- The paper introduces LLaDA-MedV, a diffusion-based VLM that outperforms traditional ARMs in closed-form biomedical VQA tasks.
- It employs an iterative forward-reverse masked generation process, enabling explicit control over response length and detail.
- Robust training via semantic alignment and vision instruction tuning highlights its potential for generating detailed, visually grounded responses.
LLaDA-MedV: Exploring Large Language Diffusion Models for Biomedical Image Understanding
Introduction
The paper introduces LLaDA-MedV, a diffusion-based vision-LLM (VLM) designed for biomedical image understanding. Autoregressive models (ARMs) have been dominant in this domain, but masked diffusion models (MDMs) like LLaDA-MedV present a promising alternative. LLaDA-MedV achieves consistent performance improvements over existing models such as LLaVA-Med and sets new accuracy benchmarks in closed-form Visual Question Answering (VQA) tasks across several medical datasets.
Figure 1: Illustration of biomedical VLMs evaluated in the open-ended biomedical conversation benchmark. Among the 6 Medical VLMs, LLaDA-MedV achieves the highest overall score and demonstrates the best performance on Chest X-ray (CXR) and CT modalities.
Methods
LLaDA-MedV leverages masked diffusion models to operate over discrete tokens. It uses an iterative forward-reverse process where input tokens are masked progressively and then predicted in the reverse generation stage. The approach allows explicit control over response length, enabling longer and more detailed outputs compared to ARMs.
The training involves multiple stages:
- Semantic Alignment: Fine-tuning the projector module to align biomedical language with visual content.
- Vision Instruction Tuning: End-to-end fine-tuning for generating coherent, visually grounded responses.
- Dataset-Specific Fine-Tuning: Enhancement via three biomedical VQA datasets for improved precision.
Experiments and Results
LLaDA-MedV demonstrates superior performance in open-ended biomedical conversations, generating more informative responses with explicit control over output length compared to ARM counterparts such as LLaVA-Med.
Figure 2: Illustration of open-end conversation evaluation. All questions, images and corresponding captions are sourced from~\cite{li2023llava.
Notably, in downstream VQA tasks, LLaDA-MedV achieves highest accuracy on closed-form queries but faces challenges with open-form questions due to less optimized post-training. This suggests masked diffusion models offer substantial benefits, particularly in controlled response generation scenarios requiring detailed analysis.
Analysis of Training and Inference
The paper reveals critical training factors including proper initialization and fine-tuning strategies as pivotal for performance enhancement. The selection of domain-specific weights significantly impacts model outputs and token repetition issues during inference.

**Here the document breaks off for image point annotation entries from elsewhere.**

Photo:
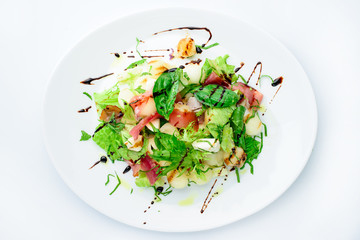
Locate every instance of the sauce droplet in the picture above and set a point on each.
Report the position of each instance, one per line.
(189, 28)
(84, 109)
(90, 80)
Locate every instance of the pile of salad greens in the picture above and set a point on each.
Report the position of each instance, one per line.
(179, 125)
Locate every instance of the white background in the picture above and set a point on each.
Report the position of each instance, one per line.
(324, 202)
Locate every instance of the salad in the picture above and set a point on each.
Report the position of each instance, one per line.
(179, 124)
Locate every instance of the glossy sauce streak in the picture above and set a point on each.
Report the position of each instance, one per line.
(189, 28)
(157, 50)
(89, 80)
(84, 109)
(238, 68)
(277, 81)
(259, 63)
(275, 94)
(198, 61)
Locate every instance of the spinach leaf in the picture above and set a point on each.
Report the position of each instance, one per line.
(216, 96)
(135, 64)
(220, 67)
(165, 90)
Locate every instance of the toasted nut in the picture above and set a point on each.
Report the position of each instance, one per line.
(186, 48)
(236, 158)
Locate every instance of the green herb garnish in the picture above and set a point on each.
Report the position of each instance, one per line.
(108, 178)
(119, 182)
(237, 174)
(84, 136)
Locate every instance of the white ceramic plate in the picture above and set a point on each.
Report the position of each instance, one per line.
(291, 121)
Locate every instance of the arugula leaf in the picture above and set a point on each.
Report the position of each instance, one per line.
(135, 64)
(220, 67)
(207, 47)
(84, 136)
(216, 96)
(140, 90)
(87, 94)
(227, 142)
(165, 90)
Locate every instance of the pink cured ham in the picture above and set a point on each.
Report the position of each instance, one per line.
(139, 102)
(253, 96)
(149, 166)
(135, 131)
(181, 119)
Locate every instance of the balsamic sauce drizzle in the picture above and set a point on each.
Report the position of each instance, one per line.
(103, 159)
(189, 28)
(89, 80)
(151, 56)
(206, 202)
(277, 81)
(238, 68)
(257, 82)
(198, 61)
(84, 109)
(157, 50)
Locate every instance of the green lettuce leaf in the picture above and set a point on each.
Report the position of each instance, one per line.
(165, 90)
(227, 142)
(216, 96)
(219, 116)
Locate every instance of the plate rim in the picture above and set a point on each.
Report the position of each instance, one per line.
(133, 13)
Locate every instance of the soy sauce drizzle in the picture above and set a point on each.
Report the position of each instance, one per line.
(84, 109)
(189, 28)
(238, 68)
(89, 80)
(259, 63)
(132, 56)
(151, 203)
(157, 50)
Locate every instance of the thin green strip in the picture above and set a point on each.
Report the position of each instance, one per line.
(237, 174)
(108, 179)
(119, 182)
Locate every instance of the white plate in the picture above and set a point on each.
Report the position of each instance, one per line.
(291, 121)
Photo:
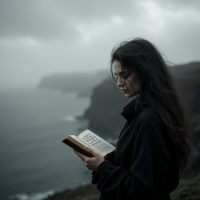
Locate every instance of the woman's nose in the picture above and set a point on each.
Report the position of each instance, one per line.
(120, 82)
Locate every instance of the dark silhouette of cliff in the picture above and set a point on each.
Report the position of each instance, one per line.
(106, 105)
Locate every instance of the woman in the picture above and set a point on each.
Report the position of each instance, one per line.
(154, 143)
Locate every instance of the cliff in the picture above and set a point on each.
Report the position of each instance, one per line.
(106, 105)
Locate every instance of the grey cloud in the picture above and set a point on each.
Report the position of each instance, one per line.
(44, 19)
(34, 19)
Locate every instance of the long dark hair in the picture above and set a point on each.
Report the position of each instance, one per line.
(141, 58)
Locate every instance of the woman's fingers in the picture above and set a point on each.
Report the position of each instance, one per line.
(80, 155)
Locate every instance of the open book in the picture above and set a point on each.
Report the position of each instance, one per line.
(89, 139)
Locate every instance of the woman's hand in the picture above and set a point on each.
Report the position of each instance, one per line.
(92, 163)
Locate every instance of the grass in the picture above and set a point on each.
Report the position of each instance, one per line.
(186, 190)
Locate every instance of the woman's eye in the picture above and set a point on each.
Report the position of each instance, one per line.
(125, 77)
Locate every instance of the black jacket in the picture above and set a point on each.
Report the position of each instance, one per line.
(145, 164)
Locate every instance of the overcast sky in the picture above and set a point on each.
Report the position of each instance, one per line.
(41, 37)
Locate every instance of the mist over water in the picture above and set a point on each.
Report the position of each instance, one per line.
(33, 158)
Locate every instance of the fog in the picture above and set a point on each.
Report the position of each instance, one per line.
(38, 38)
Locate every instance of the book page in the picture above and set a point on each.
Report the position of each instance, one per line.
(96, 142)
(86, 144)
(81, 141)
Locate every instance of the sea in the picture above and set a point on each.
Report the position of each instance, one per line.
(34, 163)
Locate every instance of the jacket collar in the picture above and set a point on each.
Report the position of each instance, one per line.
(131, 111)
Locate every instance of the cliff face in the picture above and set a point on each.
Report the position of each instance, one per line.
(106, 105)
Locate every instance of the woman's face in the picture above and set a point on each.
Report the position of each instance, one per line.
(126, 81)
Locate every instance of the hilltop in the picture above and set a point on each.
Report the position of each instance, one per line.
(106, 105)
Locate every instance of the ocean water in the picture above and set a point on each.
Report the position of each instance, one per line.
(33, 161)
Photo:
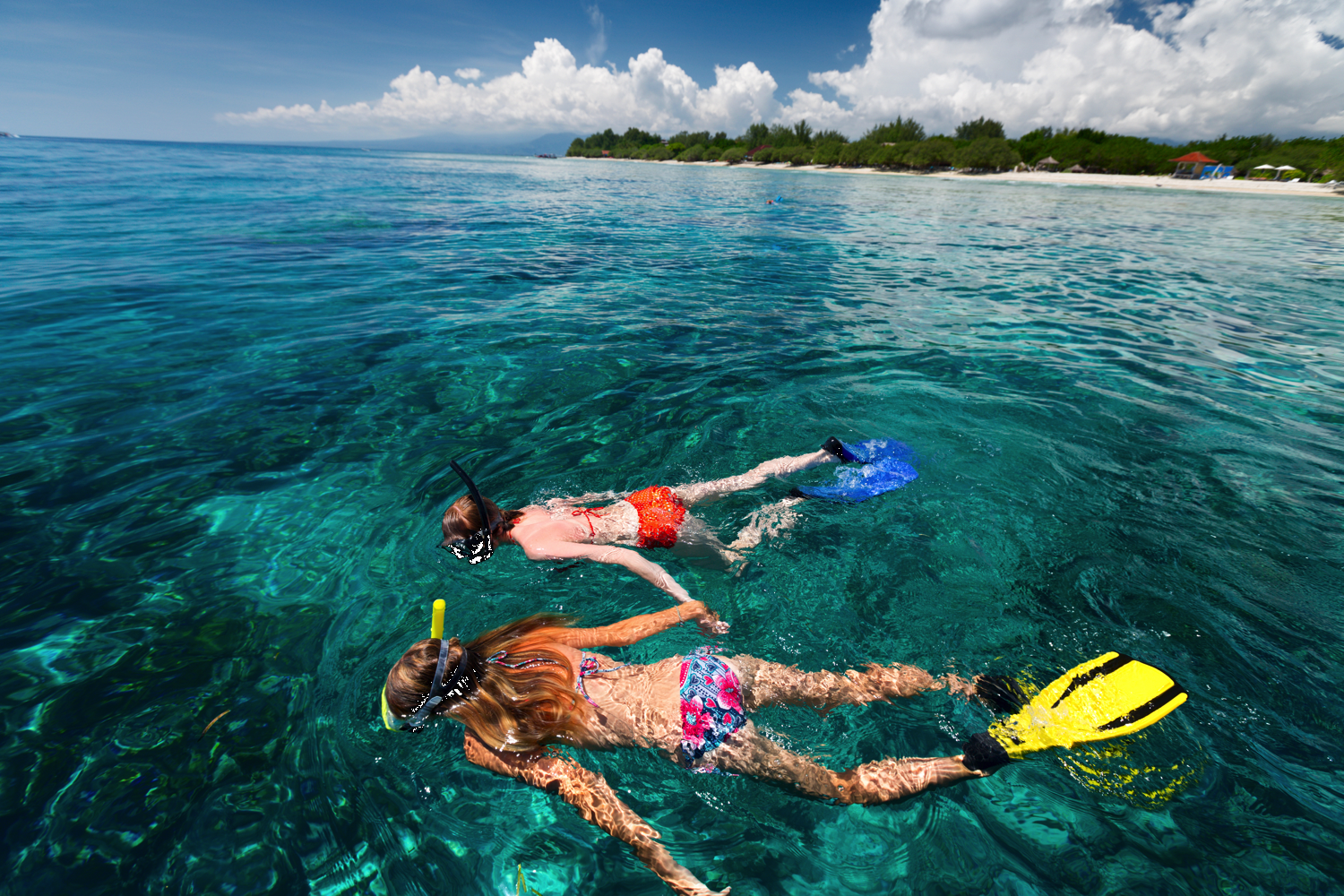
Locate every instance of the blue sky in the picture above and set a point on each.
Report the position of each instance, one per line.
(150, 69)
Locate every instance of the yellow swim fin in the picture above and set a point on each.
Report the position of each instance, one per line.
(1110, 696)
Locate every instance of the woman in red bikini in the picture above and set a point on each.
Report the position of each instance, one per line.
(652, 517)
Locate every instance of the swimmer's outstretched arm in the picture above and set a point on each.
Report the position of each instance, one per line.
(596, 802)
(652, 573)
(640, 627)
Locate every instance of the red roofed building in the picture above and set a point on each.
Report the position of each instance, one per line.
(1191, 164)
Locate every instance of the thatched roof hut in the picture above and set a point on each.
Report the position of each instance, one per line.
(1191, 164)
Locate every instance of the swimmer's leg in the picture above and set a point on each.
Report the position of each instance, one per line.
(876, 782)
(696, 541)
(771, 520)
(702, 492)
(769, 684)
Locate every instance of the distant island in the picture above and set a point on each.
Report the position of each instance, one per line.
(976, 145)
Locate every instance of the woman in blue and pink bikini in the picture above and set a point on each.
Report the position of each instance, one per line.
(652, 517)
(535, 684)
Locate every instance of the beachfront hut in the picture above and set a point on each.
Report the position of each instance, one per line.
(1191, 164)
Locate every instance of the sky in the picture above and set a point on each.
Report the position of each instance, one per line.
(298, 70)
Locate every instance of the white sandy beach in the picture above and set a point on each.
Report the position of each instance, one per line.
(1150, 182)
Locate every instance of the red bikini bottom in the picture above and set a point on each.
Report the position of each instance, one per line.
(660, 516)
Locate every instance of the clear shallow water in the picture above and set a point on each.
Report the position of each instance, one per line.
(233, 379)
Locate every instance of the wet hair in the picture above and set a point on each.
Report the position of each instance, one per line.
(515, 710)
(461, 519)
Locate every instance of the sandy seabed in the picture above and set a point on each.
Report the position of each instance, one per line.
(1160, 182)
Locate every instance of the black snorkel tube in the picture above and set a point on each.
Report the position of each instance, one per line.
(478, 546)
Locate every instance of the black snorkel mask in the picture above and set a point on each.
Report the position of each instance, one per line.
(478, 547)
(440, 689)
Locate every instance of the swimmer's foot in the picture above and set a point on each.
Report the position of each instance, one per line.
(1002, 694)
(836, 446)
(984, 754)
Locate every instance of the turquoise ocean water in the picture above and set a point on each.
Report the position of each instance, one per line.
(233, 379)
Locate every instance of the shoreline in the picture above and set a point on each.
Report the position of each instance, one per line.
(1150, 182)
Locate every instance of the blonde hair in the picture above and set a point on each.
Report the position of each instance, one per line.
(510, 708)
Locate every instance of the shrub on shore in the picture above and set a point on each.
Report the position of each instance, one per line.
(986, 153)
(935, 152)
(903, 142)
(827, 155)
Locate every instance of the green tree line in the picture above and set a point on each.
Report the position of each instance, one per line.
(975, 145)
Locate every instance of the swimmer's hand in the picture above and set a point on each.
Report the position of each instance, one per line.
(704, 616)
(687, 884)
(956, 684)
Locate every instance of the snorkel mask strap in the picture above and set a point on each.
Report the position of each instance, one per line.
(480, 546)
(438, 691)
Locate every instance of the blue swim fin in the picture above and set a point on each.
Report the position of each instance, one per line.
(884, 469)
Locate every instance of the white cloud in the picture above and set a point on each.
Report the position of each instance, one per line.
(1239, 66)
(599, 46)
(550, 93)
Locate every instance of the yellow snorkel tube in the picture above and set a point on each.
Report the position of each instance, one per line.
(435, 630)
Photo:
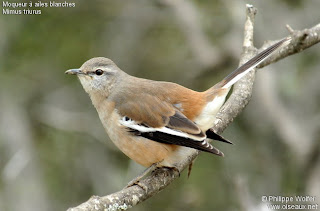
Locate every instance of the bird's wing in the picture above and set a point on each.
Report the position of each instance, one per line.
(159, 121)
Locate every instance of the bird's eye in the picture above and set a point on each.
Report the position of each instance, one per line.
(99, 72)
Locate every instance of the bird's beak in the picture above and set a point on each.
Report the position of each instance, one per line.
(73, 72)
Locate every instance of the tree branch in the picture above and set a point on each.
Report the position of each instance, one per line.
(239, 98)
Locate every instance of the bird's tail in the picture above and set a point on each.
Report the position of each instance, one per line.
(241, 71)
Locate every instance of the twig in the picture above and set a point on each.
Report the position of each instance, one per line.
(162, 177)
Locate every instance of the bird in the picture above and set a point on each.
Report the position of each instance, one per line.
(155, 123)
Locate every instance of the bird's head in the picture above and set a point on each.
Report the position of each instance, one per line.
(97, 75)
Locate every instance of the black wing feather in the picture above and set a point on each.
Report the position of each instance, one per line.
(212, 135)
(181, 141)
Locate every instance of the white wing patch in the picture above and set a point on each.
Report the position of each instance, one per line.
(127, 122)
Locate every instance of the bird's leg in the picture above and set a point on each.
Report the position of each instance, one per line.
(135, 181)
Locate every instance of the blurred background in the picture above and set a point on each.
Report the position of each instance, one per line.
(54, 153)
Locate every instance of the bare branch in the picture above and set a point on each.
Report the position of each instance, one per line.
(240, 97)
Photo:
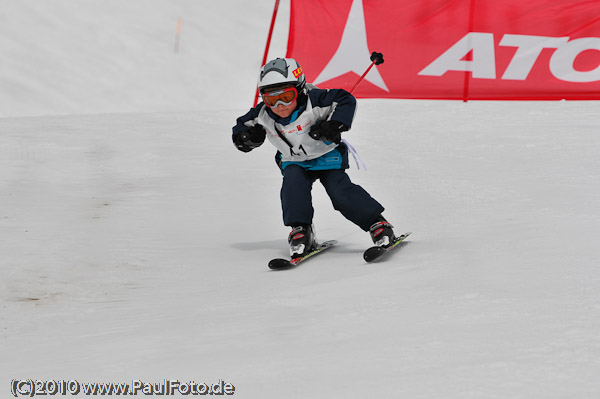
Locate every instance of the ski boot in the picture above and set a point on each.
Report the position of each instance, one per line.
(382, 233)
(302, 240)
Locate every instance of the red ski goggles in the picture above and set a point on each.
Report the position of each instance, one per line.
(282, 96)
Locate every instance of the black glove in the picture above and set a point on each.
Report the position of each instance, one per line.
(250, 139)
(328, 131)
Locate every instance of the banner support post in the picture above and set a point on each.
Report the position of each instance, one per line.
(256, 95)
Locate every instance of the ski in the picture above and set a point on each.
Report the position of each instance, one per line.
(284, 264)
(376, 252)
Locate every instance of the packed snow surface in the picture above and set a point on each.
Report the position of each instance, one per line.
(134, 238)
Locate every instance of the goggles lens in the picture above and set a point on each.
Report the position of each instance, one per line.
(284, 96)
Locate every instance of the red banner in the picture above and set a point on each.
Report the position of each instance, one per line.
(451, 49)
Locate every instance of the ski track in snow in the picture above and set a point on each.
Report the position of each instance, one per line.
(135, 244)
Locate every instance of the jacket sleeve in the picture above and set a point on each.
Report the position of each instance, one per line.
(246, 121)
(340, 104)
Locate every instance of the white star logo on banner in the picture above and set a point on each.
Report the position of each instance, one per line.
(353, 53)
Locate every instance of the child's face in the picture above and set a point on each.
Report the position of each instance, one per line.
(283, 111)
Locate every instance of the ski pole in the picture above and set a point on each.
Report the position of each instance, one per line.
(376, 58)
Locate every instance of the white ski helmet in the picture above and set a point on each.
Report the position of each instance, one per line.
(279, 72)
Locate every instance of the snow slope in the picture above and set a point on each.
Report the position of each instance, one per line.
(134, 237)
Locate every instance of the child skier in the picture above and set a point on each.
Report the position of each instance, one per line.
(305, 124)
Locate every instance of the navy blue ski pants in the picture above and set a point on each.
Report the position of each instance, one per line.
(350, 199)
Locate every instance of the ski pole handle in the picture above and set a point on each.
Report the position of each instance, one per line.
(376, 58)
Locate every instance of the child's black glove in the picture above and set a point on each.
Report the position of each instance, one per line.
(328, 131)
(250, 139)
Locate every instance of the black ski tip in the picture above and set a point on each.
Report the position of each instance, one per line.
(280, 264)
(373, 253)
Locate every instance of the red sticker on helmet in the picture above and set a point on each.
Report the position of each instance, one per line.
(297, 72)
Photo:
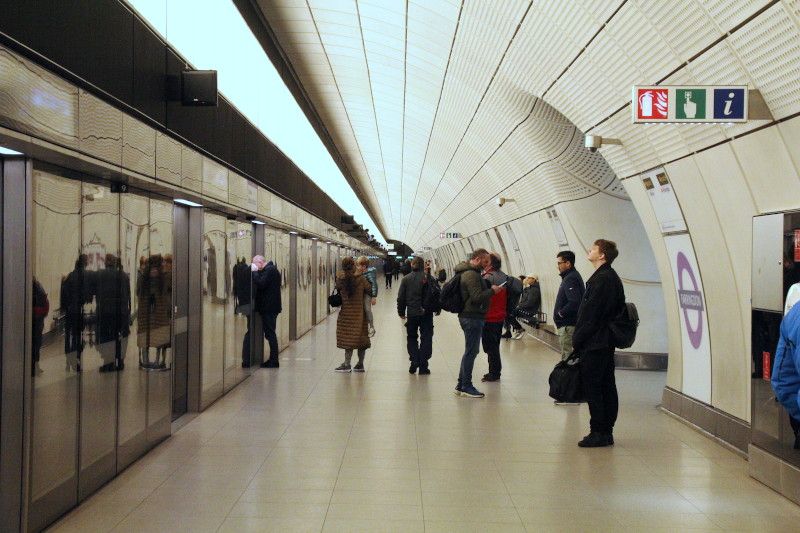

Figure 3: Illustration of LLaVA-Med and LLaDA-MedV responses to biomedical queries 1 and 2. The images, queries, and corresponding captions are adapted from~\cite{li2023llava.
During inference, the trade-off between computational efficiency and response quality is highlighted, with sampling steps being crucial for maintaining response richness while managing computational costs.
Future Work
Token repetition presents a key limitation, especially when the desired output length is large. Future work should focus on optimizing sampling strategies and remasking schedules to balance efficiency and quality, particularly for applications needing detailed responses.
Figure 4: Illustration of token repetition during generation (i.e., marked by red) across different settings. Question 4 and 5 represent the answer from LLaDA-MedV${V_1}.
Conclusion
LLaDA-MedV represents an innovative application of diffusion models for biomedical image understanding. Through strategic training and inference methodologies, it presents a compelling alternative to traditional ARMs, promising improved response control and quality in biomedical AI applications. Further research should address the optimization challenges to fully leverage diffusion models in the field of medical image analysis.